Apesar deste cenário promissor, os níveis actuais de produção ainda se mantêm abaixo do potencial. Segundo revelou o apicultor, Angola produz actualmente entre 150 a 200 toneladas de mel por ano, sendo que apenas a província do Bié regista uma produção estimada entre 15 a 20 toneladas anuais.
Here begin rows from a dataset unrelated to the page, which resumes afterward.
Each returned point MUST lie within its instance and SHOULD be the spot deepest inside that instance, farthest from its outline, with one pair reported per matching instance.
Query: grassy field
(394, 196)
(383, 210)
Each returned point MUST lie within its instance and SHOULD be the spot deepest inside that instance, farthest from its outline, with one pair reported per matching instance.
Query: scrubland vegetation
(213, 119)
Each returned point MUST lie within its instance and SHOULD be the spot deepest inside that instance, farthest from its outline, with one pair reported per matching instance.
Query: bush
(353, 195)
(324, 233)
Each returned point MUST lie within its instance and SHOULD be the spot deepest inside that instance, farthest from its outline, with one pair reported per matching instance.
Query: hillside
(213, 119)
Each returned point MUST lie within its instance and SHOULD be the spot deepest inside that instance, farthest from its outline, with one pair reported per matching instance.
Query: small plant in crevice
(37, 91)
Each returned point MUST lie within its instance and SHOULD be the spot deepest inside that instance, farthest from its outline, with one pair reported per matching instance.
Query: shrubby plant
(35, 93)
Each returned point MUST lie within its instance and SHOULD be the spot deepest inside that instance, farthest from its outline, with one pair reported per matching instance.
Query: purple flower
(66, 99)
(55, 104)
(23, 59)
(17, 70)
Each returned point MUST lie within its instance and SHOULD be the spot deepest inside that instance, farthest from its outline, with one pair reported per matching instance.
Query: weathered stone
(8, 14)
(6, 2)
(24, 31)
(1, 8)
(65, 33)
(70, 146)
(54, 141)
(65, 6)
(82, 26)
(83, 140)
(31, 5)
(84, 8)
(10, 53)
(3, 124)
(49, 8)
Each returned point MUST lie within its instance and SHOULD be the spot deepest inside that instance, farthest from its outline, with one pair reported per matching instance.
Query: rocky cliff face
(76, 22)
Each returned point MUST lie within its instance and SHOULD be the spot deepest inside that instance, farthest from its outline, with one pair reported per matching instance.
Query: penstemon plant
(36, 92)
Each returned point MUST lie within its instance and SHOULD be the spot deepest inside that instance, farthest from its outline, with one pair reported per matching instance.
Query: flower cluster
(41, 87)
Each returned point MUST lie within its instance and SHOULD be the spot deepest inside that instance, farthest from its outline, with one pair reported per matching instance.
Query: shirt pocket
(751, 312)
A nível empresarial, a Tcha Kuata Angola comercializa entre 400 a 700 quilogramas de mel por ano, com produção concentrada no município do Chitembo, província do Bié, e em outras regiões como Moxico, Cuando Cubango, Lunda-Sul, Malanje, Cuanza-Sul e Uíge.
Custos de produção pressionam o sector
Os custos de produção continuam a ser um dos principais constrangimentos à expansão da actividade. As embalagens representam uma parte significativa do investimento.
Uma embalagem de 1 litro custa cerca de 1.000 kwanzas, sendo que o investimento mínimo ronda os 500 mil kwanzas. Já os potes de vidro, com capacidade de 310 ml, são adquiridos em caixas de 72 unidades por aproximadamente 50.400 kwanzas, sendo frequente a compra de 8 a 10 caixas, totalizando cerca de 504 mil kwanzas.
Grande parte destes materiais é importada da China, estando os preços condicionados pela subida da moeda estrangeira e pelas taxas aduaneiras, factores que contribuem para o encarecimento do mel no mercado nacional.
Investimento ainda aquém das necessidades
Nos últimos dois anos, o sector registou investimentos na ordem dos 22 milhões de kwanzas, destinados sobretudo à modernização dos equipamentos e melhoria dos processos produtivos.
Ainda assim, o acesso ao financiamento continua a ser limitado. A empresa beneficiou de um crédito do Banco de Desenvolvimento de Angola (BDA), no valor de 25 milhões de kwanzas, em 2023, mas o apoio é considerado insuficiente face às necessidades do sector.
Segundo revelou o apicultor, a produção de mel em Angola apresenta maior intensidade nos períodos de Setembro a Dezembro e de Abril a Junho, fases consideradas mais favoráveis à actividade apícola.
Entre as regiões com maior potencial para expansão destacam-se as províncias do Uíge, Zaire e Cabinda, apontadas como estratégicas para o desenvolvimento do sector.
Para além do consumo alimentar, o aumento da produção de mel poderá impulsionar outras cadeias de valor, como a indústria farmacêutica, através do própolis, e a produção de cera para velas.
Com base nos dados apresentados, a apicultura afirma-se como uma actividade com potencial de crescimento, geração de rendimento e impacto económico relevante, embora ainda enfrente desafios estruturais ligados ao financiamento, custos de produção e organização do sector.